The simplest way to explain why Cass is one of my favorite comic book characters sounds incredibly superficial—she looks like me. But how often does an Asian girl get an Asian girl vigilante to look up to? Cass is incredibly important to me not only because I can relate to her struggle to find self-worth and identity and a cause worth fighting for, but also because she’s a positive role model who isn’t white.
But there’s no denying that, as a character, Cass is problematic. Despite being one of the most prominent Asian characters in DC comics, she is also one of the most prominent examples of exotification and otherization (oh shit is that a word? I have no idea) of Asian characters in the media as well.
The thing is that Cass has no connection at all to any real or even made-up Asian culture. She was raised entirely by her father, who, first of all, is white, and who did not make any effort to instill any sort of cultural values in her at all in the pursuit of perfecting Cass’ understanding of physicality. Her mother, even if she had had any contact with her in her developmental years, is still only an amalgamation of stereotypical, pseudo-Asian traits from some indeterminate village somewhere in the monolith that is Asia.
Yet consistently throughout her comics canon, Cass’ Asian-ness is emphasized both in art and in dialogue. She’s drawn with black hair and slanting eyes, minor civilian characters ask her about her heritage, and, most recently, she seems to have become the Batman of Hong Kong despite not having any ties to the area or the ability to speak Cantonese—we can only assume that she is Batman’s “far east agent” (BARF) solely on merit of her being some sort of Asian.
The other facet of Cass’ background that DC seems unable to let go of is her abnormal upbringing. That’s totally understandable—Cass’ speechless childhood is something that fundamentally defines her character, her struggle, her motivations, and her loyalty to the bat symbol.
But think about it this way: Cass is “the other”. She’s totally different, totally strange, and this is because of the way she was raised. But, as DC doesn’t want you to forget, Cass is also Asian. By repeatedly emphasizing how different Cass is because of her upbringing, and simultaneously repeatedly emphasizing her ethnicity, DC inextricably links this quality of “otherness” with Cass’ Asian-ness. And with Cass being DC’s most visible Asian character, all that this does is imply that Asian people must be different simply because they are Asian.
So what has DC done? DC has created a wonderful and complex Asian role model, albeit with no real Asian cultural heritage, and yet they’ve still managed to make her the “other”.
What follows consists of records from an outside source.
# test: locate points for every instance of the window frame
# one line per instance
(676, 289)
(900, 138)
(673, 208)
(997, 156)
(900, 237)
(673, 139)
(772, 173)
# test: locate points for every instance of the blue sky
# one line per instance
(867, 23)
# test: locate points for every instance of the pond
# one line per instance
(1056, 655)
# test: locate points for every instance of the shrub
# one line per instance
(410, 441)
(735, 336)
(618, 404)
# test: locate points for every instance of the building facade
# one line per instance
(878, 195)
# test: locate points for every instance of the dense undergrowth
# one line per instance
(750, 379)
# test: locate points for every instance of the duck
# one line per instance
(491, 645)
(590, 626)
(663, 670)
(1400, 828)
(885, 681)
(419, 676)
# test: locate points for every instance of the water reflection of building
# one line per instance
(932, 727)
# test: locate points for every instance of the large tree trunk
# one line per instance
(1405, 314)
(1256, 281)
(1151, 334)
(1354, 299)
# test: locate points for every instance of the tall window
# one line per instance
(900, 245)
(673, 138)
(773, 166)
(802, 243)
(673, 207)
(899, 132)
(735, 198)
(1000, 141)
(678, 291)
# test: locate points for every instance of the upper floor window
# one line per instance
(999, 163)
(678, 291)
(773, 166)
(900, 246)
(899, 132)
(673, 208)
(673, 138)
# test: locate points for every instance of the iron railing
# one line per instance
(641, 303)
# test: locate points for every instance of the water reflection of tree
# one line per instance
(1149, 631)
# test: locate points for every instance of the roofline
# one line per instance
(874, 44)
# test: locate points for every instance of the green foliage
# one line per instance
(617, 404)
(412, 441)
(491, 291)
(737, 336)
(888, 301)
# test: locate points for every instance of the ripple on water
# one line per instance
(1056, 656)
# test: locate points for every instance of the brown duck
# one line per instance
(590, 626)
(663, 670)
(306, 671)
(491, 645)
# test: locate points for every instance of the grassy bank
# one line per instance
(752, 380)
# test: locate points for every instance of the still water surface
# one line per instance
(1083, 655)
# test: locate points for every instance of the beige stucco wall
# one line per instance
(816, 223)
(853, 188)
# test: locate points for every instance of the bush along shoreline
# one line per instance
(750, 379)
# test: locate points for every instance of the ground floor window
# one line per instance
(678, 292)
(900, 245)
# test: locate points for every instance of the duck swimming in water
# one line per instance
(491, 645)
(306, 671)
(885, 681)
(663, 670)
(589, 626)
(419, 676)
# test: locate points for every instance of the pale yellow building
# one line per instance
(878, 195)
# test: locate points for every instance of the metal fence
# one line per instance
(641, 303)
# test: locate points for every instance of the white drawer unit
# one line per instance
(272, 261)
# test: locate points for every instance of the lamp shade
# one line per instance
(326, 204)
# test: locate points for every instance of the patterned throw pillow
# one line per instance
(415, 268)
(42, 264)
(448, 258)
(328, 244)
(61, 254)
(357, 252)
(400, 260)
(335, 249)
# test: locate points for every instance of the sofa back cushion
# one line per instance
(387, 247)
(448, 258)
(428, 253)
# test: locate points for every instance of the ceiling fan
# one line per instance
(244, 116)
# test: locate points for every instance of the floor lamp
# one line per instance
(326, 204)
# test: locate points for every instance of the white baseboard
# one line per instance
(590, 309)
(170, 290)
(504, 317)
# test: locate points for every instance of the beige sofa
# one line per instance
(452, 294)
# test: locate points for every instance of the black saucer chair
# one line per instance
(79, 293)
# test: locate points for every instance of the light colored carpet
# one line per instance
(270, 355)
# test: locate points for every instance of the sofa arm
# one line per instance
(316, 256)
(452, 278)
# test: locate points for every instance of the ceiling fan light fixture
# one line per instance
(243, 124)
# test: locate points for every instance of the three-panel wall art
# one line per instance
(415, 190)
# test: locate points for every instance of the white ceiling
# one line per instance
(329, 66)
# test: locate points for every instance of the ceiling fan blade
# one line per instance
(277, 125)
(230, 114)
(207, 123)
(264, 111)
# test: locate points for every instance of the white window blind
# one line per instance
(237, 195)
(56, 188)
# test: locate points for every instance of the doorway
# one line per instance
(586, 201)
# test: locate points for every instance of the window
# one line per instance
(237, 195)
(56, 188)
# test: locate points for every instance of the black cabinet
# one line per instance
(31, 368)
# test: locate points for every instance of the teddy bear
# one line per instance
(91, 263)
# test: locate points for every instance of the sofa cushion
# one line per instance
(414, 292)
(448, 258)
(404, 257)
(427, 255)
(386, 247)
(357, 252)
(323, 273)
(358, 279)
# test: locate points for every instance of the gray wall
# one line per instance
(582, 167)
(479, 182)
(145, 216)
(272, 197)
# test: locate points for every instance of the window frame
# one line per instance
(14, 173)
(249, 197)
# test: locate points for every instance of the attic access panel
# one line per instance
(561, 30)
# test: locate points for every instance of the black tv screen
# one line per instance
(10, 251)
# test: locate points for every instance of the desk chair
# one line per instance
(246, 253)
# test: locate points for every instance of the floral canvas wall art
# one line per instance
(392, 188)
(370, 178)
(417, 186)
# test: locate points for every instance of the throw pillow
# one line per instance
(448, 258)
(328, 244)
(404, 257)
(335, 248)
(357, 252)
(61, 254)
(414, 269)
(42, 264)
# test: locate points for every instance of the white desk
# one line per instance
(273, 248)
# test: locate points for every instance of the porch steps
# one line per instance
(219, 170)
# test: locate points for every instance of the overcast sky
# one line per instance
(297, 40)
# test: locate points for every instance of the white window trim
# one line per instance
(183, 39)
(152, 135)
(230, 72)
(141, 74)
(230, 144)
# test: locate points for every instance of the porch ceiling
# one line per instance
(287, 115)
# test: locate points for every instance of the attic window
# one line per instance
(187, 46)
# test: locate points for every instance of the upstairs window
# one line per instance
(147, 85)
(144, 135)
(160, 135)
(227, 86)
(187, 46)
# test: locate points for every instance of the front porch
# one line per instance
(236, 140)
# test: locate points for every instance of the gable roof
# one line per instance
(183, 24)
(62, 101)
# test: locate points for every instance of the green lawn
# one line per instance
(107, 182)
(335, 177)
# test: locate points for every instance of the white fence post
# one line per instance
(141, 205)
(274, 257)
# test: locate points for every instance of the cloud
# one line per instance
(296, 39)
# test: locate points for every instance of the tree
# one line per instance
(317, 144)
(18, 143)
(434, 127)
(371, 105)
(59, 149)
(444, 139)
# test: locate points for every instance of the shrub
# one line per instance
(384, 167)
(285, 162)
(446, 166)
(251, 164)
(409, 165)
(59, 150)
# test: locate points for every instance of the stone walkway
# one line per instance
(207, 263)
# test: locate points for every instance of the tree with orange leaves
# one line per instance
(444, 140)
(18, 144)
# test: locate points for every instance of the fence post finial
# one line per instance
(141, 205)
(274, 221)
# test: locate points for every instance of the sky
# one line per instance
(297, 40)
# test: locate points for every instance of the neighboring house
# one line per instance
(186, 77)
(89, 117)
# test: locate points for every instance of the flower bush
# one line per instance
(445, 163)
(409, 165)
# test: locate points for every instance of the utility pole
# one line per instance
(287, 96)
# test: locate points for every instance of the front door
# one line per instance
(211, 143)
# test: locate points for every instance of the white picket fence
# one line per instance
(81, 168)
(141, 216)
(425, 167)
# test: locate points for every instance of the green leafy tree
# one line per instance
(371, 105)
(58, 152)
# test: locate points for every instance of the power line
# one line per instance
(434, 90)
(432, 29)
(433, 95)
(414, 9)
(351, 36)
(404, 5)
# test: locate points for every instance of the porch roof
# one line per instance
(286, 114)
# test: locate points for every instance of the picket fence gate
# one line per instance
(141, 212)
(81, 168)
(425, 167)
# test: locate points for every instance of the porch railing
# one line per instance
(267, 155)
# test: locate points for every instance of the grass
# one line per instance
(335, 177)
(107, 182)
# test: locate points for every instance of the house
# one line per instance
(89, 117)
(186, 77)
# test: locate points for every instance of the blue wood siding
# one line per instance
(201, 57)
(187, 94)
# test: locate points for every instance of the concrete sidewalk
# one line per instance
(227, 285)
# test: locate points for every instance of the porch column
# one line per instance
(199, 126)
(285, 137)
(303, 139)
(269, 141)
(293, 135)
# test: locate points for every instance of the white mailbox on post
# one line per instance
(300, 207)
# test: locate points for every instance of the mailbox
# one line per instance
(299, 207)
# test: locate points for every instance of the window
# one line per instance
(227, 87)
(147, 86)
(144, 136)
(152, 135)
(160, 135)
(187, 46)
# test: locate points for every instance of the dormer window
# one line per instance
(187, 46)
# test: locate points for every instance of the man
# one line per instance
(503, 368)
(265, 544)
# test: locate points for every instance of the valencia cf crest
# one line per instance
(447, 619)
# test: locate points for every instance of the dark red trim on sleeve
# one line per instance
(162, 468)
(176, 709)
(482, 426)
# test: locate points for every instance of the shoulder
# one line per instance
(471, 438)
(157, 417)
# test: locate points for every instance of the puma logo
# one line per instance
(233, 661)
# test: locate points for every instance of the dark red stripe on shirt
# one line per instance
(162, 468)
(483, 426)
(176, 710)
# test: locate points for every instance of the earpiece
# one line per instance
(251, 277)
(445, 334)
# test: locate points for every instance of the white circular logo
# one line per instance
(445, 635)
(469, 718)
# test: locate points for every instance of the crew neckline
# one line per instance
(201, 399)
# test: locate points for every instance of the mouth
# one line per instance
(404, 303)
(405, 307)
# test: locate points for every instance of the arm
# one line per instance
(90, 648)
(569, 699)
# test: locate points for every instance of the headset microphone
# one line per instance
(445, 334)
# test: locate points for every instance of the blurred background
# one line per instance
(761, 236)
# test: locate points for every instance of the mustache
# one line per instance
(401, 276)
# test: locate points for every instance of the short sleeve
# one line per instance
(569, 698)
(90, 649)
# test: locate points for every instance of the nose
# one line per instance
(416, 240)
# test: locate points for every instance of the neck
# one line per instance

And that’s what I find a little ridiculous. On one hand, it would be silly to assume that all Asian characters must have strong ties to their cultures in order to be good characters. On the other hand, it’s insulting that DC wouldn’t bother to spend any time researching real Asian cultures, instead opting to create an Asian character who could be just as alluringly “exotic” on the basis of an upbringing completely divorced from any ethnic cultural heritage.
So, after all that babbling what am I asking for?
I’m asking for a respectful, well-researched representation of an Asian character who is aware of and who is active in their cultural traditions without being completely defined by them.
I’m asking for an Asian character who grows up entirely devoid of any knowledge of Asian cultures, and as thus must face the ignorance and assumptions of other people despite being basically American.
I’m asking for an Asian character who isn’t automatically deemed the “other” just because they are Asian.
I’m asking for Asian characters!! Cass’ particular situation wouldn’t bother me as much if there were a more diverse representation of Asians in comics. As it is, though, with Cass as one of the most prominent Asian characters in the DCU, her existence only serves to reinforce the notion that Asians are, by default, exotic and foreign, regardless of cultural heritage.